DE06: One Data Set, Four Stories (Census Data Edition)

Design Exercise 6 asks that you make 4 visualizations, each telling a different story, from the Census Data data set. This assignment extends DE05: Stories from Data (EDA).

Updates 10/9: The assignment is now due on Friday, October 18th. This page has been updated to provide clearer expectations by describing the grading critiera (which also serve as suggestions on how to make good visualizations in general). The strict deadline is also explained at the end.

This assignment asks that you create 4 different visualizations from the Census Data data set. Each one should tell a different story. Part of the point of the exercise is to show how different visualizations tell different stories from the same data. And part of the assignment is about identifying those stories to tell in data, and telling them effectively in visualizations.

Hopefully, you will notice that the goals here are very similar to DE05: Stories from Data (EDA). Indeed, we encourage you to use your results for that previous assignment as the first two of your stories here. With a week of extra thinking and learning (and feedback if you turned them in on time), you might want to improve them.

Unlike DE05: Stories from Data (EDA) we are not asking you to show your exploratory process. We are only asking for your “final” visualizations and their rationales.

The assignment

You need to identify four (different) stories in the Census Data data set, and create (four different) visualizations that tell each one. Your visualizations should tell their respective stories effectively (and not be as effective at the other stories).

You will provide the visualizations, and a description (of the story) and the rationale for why you made the visualization (explanations of the choices you made). In principle, this shouldn’t be necessary - the story should jump out from the visualization (with some help from its title and caption), and the choices that lead to its effectiveness would be clear. In practice, play it safe and tell us why you think things work. Sometimes the data or design doesn’t quite cooperate.

You must turn in static pictures. You can turn in images (PNGs or JPGs) or single page PDFs. You may use whatever tools you like to produce these pictures. For example, you might make charts using screen capture in Tableau and add captions and annotations in PowerPoint.

The ground rules from DE5 apply - but they are common sense (static, single pages; be faithful to the data, but not obsessive; etc.).

Criteria

For each visualization / story, we will check for:

  • Is the question/story interesting and clear?
  • Is it multi-variate?
  • Is the design effective? (is it well adapted to the story/task?)
  • Do the details represent good choices?
  • Is the design appropriate for the data/story?
  • Is the rationale properly stated (in the documentation)
  • Is the design complete (it has enough of a caption/labels that it stands alone)?
  • Does the design address scalability issues in a meaningful way?
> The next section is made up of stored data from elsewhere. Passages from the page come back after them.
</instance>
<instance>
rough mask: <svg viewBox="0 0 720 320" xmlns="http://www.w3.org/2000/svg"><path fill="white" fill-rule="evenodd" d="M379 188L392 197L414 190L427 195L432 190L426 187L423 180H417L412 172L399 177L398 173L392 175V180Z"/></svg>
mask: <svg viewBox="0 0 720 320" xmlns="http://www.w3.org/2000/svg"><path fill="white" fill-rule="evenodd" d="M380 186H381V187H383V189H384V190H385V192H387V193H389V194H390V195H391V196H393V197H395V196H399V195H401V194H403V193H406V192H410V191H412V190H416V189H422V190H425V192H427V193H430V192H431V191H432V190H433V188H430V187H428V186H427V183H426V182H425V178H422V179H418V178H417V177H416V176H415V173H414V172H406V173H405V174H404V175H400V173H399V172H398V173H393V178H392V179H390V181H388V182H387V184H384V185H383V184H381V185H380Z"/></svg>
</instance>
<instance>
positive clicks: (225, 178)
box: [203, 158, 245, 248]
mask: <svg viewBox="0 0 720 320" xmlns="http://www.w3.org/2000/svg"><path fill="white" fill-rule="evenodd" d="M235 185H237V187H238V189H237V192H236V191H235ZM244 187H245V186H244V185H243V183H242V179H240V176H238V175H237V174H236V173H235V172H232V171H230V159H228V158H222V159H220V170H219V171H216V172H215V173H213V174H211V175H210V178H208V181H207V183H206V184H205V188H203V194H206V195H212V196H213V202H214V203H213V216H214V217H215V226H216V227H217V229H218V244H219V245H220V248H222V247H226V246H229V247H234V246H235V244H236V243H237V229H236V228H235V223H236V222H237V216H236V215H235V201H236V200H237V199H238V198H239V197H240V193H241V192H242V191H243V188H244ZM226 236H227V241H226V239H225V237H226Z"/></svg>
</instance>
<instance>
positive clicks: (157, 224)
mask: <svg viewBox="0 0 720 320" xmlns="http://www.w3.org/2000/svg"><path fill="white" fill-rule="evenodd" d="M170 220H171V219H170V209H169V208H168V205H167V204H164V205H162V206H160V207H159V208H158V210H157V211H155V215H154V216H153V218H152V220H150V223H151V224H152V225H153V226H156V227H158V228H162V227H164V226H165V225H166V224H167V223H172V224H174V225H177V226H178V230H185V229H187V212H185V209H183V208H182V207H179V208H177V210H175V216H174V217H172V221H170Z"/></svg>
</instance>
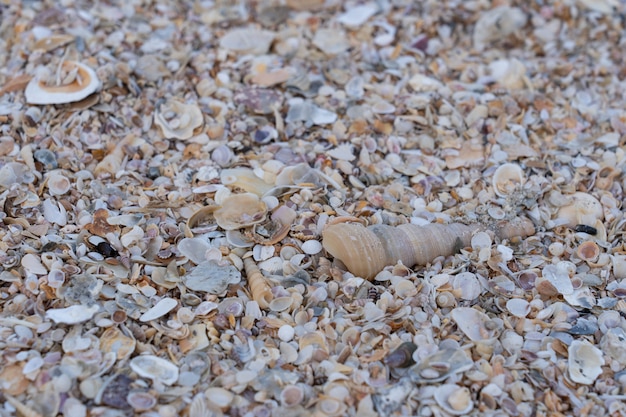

The best designs for this assignment are multivariate and specifically adapted to the task/story. They may use a standard design (e.g., stacked bar chart), but use good choices in the details (e.g., the ordering of the bars or the colors) to make the “answer to the question” easy to see. They use a good strategy for dealing with the scale of the data. We look for signs of students making explicit good choices to make what they want the viewer to see easy to see. (you can explain your choices in the documentation)

We will look for diversity in the stories that you choose to tell with the visualizations.

Generally, we look for diversity in designs. If all of your visualizations are bar charts, that’s often a bad sign. Of course, if it really is the case that you have found four questions that are each best answered with various bar charts, that’s less of an issue. But in general, you may want to pick stories that are told with a variety of designs. You may also choose different strategies for scalability (you probably don’t want to show a mark per county for all counties in all of your visualizations).

To emphasize: what we are looking for are what explicit choices you made to emphasize your “story.” A “data dump” (just making a chart of some of the variables) is not likely to get you a good score. If you make explicit decisions - selecting subsets or data, highlighting particular points, arranging designs that emphasize certain aspects, etc. - this will be rewarded.

More information on how we will grade this is available at Design Exercise Rubrics 04,05,06,07. The DE5-6 Codes: Feedback can give you a sense of the kinds of things we look for (and is practically a tutorial in what to try to do).

Turning things in

As usual, we will turn in the assignment as a Canvas Survey Design Exercise 06: One Dataset - Four Stories (New Deadline) (due Fri, Oct 18). We recommend you prepare your answers (4 pictures, each with a description/rationale) before uploading things to the survey.

You need to upload 4 images.

The deadline for turning in the assignment is strict. You must turn it in on Friday, October 18th. On Saturday, October 19th, we will send your designs to your classmates so they can critique it as part of De07: Critiquing Census Data Stories.

If you don’t turn in at least two (of the 4) visualizations by the deadline, we will won’t be able to send your designs for critique. This means we will need to provide some other visualization to be critiqued. If we have to do this, we will deduct 1 letter grade for each visualization we need to provide. This means if you turn in your assignment late, we will still grade it - but if you earn an A, you will receive a C.

Be sure to give yourself ample time to upload and check your uploads in Canvas. If there isn’t a valid visualization for us to send for critique, you will be penalized. Canvas does have a habit of being flaky around deadlines… (see Canvas Caveats - this does not let you avoid the penalty for late assignments).